FDA warns certain dietary supplements can affect blood pressure levels
The FDA is advising consumers not to purchase or use Blue Steel or Hero products marketed as dietary supplements throughout the U.S. because they are considered unapproved drugs and have not been proven to be safe or effective, and could dangerously affect a person’s blood pressure level.

The agency said that the products are promoted and sold over the internet for the treatment of erectile dysfunction (ED) and for sexual enhancement, and are advertised as all natural and labeled as dietary supplements.

However, Blue Steel and Hero products do not qualify as dietary supplements because they contain undeclared and unapproved substances that are similar in chemical structure to sildenafil, the active ingredient in Viagra, an FDA-approved prescription drug for ED, according to the agency.

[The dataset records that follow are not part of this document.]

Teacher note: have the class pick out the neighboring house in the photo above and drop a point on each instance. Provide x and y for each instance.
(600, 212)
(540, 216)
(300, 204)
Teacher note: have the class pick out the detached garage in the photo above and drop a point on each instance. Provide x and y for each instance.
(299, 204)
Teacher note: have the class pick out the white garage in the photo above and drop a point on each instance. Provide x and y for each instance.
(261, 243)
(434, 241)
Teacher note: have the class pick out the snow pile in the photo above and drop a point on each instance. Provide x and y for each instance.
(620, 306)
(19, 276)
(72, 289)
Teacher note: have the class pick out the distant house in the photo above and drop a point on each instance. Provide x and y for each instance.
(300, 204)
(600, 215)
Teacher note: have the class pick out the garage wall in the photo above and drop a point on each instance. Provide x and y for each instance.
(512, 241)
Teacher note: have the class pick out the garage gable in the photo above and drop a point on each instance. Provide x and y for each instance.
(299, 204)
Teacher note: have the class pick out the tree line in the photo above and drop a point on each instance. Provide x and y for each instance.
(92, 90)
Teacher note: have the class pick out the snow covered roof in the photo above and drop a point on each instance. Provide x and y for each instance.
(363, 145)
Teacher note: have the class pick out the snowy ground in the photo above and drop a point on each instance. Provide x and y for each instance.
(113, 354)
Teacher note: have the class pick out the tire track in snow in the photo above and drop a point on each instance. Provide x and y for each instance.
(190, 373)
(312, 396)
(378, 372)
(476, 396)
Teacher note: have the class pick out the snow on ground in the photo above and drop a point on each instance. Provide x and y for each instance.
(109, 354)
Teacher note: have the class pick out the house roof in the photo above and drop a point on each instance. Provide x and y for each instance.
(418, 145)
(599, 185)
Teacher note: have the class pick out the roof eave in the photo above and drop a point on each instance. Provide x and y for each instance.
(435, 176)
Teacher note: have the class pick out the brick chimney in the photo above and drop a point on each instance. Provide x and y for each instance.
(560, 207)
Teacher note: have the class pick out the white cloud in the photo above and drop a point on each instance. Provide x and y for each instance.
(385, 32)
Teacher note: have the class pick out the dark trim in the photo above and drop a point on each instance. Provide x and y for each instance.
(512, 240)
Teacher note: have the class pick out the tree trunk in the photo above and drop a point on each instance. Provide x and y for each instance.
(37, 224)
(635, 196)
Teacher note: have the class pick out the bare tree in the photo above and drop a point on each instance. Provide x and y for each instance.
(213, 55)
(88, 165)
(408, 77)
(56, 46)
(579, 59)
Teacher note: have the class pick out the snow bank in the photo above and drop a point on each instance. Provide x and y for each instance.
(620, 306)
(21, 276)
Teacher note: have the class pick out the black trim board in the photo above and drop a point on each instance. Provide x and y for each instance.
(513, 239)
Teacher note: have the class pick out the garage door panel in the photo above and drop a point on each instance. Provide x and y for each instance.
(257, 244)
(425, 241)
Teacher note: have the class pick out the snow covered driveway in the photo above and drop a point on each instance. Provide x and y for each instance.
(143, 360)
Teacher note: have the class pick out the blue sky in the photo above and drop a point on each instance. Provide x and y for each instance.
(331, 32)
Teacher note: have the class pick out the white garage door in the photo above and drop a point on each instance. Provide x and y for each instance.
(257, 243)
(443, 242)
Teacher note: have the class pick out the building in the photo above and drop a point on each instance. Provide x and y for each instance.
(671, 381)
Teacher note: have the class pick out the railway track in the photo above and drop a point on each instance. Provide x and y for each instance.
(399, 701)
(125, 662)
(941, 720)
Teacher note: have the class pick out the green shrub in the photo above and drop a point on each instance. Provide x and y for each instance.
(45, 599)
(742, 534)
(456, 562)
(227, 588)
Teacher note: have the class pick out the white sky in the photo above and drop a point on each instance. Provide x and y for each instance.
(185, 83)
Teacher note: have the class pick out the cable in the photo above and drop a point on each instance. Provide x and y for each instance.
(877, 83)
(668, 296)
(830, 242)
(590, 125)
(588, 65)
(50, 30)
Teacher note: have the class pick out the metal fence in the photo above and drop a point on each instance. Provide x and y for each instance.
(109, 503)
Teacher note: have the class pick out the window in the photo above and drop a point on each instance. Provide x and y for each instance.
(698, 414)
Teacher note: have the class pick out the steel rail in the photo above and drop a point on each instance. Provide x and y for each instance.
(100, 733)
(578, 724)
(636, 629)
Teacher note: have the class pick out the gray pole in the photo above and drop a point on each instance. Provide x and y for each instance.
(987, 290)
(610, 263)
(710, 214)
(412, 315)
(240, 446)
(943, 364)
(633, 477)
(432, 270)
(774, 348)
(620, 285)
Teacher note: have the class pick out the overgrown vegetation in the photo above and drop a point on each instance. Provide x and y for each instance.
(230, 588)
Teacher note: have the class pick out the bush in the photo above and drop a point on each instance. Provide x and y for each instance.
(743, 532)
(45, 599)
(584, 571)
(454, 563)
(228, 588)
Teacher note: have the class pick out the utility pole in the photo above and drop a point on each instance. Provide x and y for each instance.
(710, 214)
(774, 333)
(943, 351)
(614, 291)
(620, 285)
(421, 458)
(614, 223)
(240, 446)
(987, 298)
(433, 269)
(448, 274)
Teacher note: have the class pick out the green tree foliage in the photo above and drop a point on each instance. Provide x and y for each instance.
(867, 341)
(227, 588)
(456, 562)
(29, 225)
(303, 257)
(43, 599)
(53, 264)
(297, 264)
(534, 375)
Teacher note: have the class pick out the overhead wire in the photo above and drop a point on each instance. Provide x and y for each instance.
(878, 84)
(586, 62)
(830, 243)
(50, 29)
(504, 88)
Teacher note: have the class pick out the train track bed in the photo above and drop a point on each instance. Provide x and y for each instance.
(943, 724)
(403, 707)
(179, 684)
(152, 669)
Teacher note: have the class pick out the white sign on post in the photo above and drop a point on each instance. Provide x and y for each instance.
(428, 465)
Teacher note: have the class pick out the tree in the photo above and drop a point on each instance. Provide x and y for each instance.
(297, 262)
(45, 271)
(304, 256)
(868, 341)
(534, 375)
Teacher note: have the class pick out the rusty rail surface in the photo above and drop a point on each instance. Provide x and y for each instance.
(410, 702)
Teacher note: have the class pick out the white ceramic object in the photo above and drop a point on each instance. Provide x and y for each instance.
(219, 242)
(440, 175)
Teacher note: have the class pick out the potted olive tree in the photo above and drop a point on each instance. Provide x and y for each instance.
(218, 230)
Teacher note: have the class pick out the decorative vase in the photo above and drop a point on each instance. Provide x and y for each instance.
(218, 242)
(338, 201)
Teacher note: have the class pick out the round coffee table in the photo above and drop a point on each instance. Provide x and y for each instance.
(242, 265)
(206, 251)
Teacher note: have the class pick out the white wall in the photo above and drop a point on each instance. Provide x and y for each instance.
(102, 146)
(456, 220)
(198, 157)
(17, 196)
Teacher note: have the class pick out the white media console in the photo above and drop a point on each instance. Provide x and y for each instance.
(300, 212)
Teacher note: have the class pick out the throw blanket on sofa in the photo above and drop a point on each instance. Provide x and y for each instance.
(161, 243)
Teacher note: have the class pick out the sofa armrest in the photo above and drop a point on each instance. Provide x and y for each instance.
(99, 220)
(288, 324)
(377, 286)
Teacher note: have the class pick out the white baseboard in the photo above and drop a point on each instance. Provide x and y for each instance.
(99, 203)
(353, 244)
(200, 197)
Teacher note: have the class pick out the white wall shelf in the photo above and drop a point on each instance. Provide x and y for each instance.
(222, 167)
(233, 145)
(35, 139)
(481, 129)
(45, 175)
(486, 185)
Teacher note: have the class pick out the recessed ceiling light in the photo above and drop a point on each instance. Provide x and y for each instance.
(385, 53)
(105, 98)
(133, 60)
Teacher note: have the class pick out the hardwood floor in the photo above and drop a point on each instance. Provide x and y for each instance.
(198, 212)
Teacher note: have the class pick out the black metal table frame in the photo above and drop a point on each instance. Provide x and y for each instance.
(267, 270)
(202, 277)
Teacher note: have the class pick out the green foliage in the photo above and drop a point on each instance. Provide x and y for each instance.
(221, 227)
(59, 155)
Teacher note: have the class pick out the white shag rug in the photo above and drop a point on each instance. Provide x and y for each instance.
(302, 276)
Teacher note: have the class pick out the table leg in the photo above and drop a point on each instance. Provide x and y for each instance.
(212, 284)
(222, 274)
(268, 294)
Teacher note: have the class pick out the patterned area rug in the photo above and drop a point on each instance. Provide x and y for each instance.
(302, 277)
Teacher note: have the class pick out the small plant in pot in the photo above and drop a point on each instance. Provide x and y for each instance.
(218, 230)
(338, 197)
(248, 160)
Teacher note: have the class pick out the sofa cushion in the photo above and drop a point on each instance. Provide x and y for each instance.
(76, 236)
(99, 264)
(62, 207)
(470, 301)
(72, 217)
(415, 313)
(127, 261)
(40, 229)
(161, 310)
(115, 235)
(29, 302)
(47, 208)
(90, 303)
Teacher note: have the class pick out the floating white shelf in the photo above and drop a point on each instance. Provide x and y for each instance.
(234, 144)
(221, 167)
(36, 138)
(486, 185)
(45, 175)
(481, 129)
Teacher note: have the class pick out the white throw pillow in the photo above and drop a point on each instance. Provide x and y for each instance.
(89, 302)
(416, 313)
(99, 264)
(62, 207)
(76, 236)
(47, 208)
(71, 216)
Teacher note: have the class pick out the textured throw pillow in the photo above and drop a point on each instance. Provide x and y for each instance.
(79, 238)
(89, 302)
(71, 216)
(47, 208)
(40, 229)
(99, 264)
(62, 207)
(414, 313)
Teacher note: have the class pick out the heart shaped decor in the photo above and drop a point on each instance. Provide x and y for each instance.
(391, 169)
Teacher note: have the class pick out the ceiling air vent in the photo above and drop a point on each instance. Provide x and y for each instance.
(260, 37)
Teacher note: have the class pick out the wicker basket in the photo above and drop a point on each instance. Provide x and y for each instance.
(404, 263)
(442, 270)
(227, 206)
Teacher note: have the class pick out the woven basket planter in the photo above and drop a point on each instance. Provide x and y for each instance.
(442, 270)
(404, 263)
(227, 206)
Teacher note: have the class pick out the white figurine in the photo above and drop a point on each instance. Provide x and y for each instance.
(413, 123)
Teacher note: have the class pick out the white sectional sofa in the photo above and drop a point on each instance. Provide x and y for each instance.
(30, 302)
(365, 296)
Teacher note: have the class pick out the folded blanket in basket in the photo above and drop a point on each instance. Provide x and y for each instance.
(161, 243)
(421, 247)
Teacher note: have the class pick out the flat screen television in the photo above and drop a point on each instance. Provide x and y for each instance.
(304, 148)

“Because these products are labeled as ‘all natural dietary supplements,’ consumers may assume that they are harmless and pose no health risk,” said Janet Woodcock, MD, director of the FDA’s Center for Drug Evaluation and Research. “But an unsuspecting consumer with underlying medical issues may take these products without knowing that they can cause serious side effects and interact in dangerous ways with drugs that a consumer is already taking.”

The FDA said that undeclared ingredients in these products may interact with nitrates found in some prescription drugs (such as nitroglycerin), and could lower blood pressure to dangerous levels.

Consumers with diabetes, high blood pressure, high cholesterol or heart disease often take nitrates, the FDA said. FDA chemical analysis revealed that both Hero and Blue Steel contain substances that are similar in chemical structure to sildenafil; however, they are not components of an FDA approved drug. Additionally, the products’ labels do not list any of the substances.